Hobby Stuff (Survival and Thrival)

Hobbies are jobs with expenses and without an income. Hobbies are things we do with no greater requirement than that we want to do them. You might call hobbies an interest or passion in action, an exciting educational tool, or an alternative to staring at the web or TV.

There are about 16,894 hobbies (just guessing.) Hobbies can be grouped by the amount of physical, mental, spiritual, and emotional involvement, and whether you create, collect, grow, alter, interact, or observe your unprofessional field, but I can’t imagine any reason to bother grouping them.

The primary reasons to have hobbies are

  1. you have an interest and no way (yet) to earn money doing it,
  2. you have an interest in some benefit from it,
  3. you want to do something exactly your own way,
  4. your doctor, probation officer, or spouse told you to,
  5. you want to join friends or a community that share that interest,
  6. you simply want to.

Hobbies can be personal or for other people. Knitting, baking, or basic wood working can be a friendship tool. Baking cookies for a new family on the block, or a cozy pair of socks for a guy at church, or a cool bookmark can be delightful gifts. Some hobbies only offer self-gratification. Keeping a journal, for instance, or collecting things that are very personal to you, and never to be shown to the world or even your closest friend.

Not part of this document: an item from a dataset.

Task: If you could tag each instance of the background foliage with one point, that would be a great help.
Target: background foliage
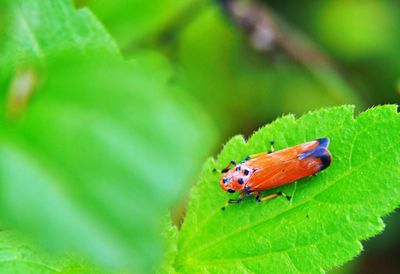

The difference between a hobby and a pastime is purpose and action. There is a reason for hobbies. Whiling away time is a pointless escape. Sitting in front of the TV will allow time to go by less painfully, or it might speed up the hour you have to kill before something more important, but it has no real purpose. Even if you have a reason to watch, like catching up on the news, it remains a pastime unless you do something with it. Maybe you blog about it, or summarize news reporting for your friends, or study journalistic slant, etc. The more you do with a pastime, the more it becomes a hobby.

Keeping an aquarium is a good example. A goldfish that lives in a bowl on your desk can be a hobby, but not much. You feed it daily (or almost daily) and change its water under the kitchen tap once a week or so. You stare at it once in a while while deep in thought or bored. That’s the extent of it for some. Others keep several aquariums, arrange beautiful displays, special plants, and hiding places. They study the conditions for breeding and raising baby fish, and attempt cross-breeding. They learn methods for changing and maintaining water conditions, temperatures, and special water motion to induce happiness for their fish. Some go whole hog with saltwater fish, experiment with filters, lights, gas injections, pH levels, tidal patterns, corals, mineral alterations, and protein skimming, and share information with groups of like-minded enthusiasts.

Whatever hobbies you participate in reflect your character. What hobbies do you enjoy? Are there any you would like to consider?